# [risolto] Emoticon personali

## socksz

Salve signori,

io odio le emoticon, di solito utilizzo Gaim con quest'ultime disabilitate, ma sono costretto a vederne una che mi ha mandato una =P

Insomma, ho provato aMSN ma non le visualizza!

Intendo le emoticon (non quelle di default) personali, quelle personalizzate. (non animoticon)

Sapete perche' non le visualizza?Last edited by socksz on Sat Oct 07, 2006 6:18 pm; edited 1 time in total

----------

## socksz

"Si faccia una domanda e si risponda da solo" diceva Marzullo.

Ho risolto, basta avere l'ultima versione di aMSN ancora in keywords ~x86.

Saluti.

----------

## Onip

o anche la versione masked di gaim, la 2.qualcosa.

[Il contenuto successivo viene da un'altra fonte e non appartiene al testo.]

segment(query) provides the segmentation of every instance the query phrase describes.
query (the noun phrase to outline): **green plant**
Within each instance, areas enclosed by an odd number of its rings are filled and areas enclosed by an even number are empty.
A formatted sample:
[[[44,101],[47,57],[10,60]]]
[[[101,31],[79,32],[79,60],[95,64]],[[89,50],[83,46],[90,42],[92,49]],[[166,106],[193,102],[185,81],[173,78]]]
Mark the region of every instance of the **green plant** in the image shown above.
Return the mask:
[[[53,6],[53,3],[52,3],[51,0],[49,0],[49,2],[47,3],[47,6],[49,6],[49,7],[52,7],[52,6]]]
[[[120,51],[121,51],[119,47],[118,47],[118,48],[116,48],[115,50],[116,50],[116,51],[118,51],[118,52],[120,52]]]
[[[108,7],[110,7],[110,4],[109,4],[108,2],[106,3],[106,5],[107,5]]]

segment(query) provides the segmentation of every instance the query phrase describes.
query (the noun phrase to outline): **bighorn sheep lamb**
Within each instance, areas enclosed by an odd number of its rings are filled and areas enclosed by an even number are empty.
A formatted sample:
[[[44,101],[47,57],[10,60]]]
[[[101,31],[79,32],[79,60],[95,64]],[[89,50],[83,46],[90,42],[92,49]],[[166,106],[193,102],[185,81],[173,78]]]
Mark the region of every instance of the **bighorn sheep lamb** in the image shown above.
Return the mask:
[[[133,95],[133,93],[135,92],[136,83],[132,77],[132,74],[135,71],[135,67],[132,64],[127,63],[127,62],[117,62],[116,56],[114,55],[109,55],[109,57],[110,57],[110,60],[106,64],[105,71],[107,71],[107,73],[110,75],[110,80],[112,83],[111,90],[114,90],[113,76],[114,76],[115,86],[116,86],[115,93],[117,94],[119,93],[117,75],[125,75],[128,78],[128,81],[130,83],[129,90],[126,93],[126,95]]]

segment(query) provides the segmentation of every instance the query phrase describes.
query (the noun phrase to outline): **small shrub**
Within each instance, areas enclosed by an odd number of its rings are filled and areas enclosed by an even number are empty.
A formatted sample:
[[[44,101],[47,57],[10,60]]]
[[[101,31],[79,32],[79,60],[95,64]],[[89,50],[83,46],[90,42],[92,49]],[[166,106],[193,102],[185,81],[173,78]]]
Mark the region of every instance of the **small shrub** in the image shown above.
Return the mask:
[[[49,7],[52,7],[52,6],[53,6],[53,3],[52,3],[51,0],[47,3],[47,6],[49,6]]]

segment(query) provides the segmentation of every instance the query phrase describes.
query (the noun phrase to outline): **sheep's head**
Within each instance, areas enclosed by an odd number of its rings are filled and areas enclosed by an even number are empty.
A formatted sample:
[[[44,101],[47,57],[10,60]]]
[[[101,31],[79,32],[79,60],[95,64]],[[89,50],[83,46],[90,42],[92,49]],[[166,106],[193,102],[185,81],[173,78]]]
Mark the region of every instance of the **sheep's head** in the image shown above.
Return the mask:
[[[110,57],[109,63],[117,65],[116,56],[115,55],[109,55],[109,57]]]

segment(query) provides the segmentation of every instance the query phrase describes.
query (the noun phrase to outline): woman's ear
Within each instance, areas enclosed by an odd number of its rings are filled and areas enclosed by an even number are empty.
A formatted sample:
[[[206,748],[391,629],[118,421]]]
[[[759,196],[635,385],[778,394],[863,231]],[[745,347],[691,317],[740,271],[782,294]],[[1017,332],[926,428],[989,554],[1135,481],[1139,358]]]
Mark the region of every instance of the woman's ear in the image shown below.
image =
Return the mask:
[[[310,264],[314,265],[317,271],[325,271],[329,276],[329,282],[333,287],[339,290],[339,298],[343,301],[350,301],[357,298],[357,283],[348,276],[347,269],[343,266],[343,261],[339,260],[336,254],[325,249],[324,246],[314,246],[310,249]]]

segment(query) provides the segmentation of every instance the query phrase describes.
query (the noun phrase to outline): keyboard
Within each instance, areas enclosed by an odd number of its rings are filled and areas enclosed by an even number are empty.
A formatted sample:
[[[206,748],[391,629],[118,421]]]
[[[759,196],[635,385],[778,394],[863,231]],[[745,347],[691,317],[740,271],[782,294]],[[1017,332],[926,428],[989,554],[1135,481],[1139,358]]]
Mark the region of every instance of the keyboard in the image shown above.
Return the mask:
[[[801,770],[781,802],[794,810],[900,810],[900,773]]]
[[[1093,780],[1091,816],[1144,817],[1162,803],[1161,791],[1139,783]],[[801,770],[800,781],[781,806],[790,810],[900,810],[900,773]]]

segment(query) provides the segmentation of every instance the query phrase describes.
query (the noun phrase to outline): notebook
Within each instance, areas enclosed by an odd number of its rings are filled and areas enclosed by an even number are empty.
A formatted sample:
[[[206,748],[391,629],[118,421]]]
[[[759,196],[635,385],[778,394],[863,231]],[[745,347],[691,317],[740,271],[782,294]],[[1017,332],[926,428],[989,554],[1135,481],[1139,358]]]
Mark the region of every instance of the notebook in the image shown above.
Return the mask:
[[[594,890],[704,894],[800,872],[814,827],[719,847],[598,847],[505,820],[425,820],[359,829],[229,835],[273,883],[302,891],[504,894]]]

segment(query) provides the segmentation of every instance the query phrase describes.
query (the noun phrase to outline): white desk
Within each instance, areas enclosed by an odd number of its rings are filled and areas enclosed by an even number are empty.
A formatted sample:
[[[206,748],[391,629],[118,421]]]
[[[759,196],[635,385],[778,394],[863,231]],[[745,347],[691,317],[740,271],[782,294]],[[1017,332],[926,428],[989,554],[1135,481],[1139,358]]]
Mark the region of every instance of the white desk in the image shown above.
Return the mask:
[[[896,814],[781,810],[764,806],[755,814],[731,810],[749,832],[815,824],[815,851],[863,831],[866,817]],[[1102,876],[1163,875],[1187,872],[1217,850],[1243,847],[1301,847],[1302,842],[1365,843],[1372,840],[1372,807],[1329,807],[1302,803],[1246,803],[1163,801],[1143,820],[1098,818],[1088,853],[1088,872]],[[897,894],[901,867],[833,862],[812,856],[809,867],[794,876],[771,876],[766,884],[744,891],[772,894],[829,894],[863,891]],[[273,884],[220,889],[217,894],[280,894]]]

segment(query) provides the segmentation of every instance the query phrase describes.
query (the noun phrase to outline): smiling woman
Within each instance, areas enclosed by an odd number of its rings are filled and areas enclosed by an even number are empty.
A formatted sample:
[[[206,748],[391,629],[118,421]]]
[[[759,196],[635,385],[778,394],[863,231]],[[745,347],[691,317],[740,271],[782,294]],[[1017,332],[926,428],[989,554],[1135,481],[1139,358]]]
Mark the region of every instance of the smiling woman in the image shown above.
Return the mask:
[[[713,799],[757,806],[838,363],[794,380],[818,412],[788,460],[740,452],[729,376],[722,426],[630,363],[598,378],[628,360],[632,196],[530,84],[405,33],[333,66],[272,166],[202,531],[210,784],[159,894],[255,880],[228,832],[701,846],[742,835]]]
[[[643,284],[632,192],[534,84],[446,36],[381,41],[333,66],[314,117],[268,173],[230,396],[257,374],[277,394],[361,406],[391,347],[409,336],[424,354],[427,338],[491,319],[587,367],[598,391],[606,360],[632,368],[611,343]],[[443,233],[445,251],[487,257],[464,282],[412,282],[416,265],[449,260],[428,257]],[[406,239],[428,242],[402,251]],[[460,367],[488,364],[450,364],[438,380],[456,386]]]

a proposito, con gaim è possibile, oltre che vederle, anche salvarle per poi riutilizzarle? Non le uso molto, ma qualcuna mi è piaciuta veramente: uno per dirmi ok mi ha mandato la gif animata di Fonzie che muoveva il pollice verso l'alto...

----------

## socksz

Uhm strano, io utilizzo Gaim 2.0.0_beta3-r2, ma non riesco a visualizzarle, boh!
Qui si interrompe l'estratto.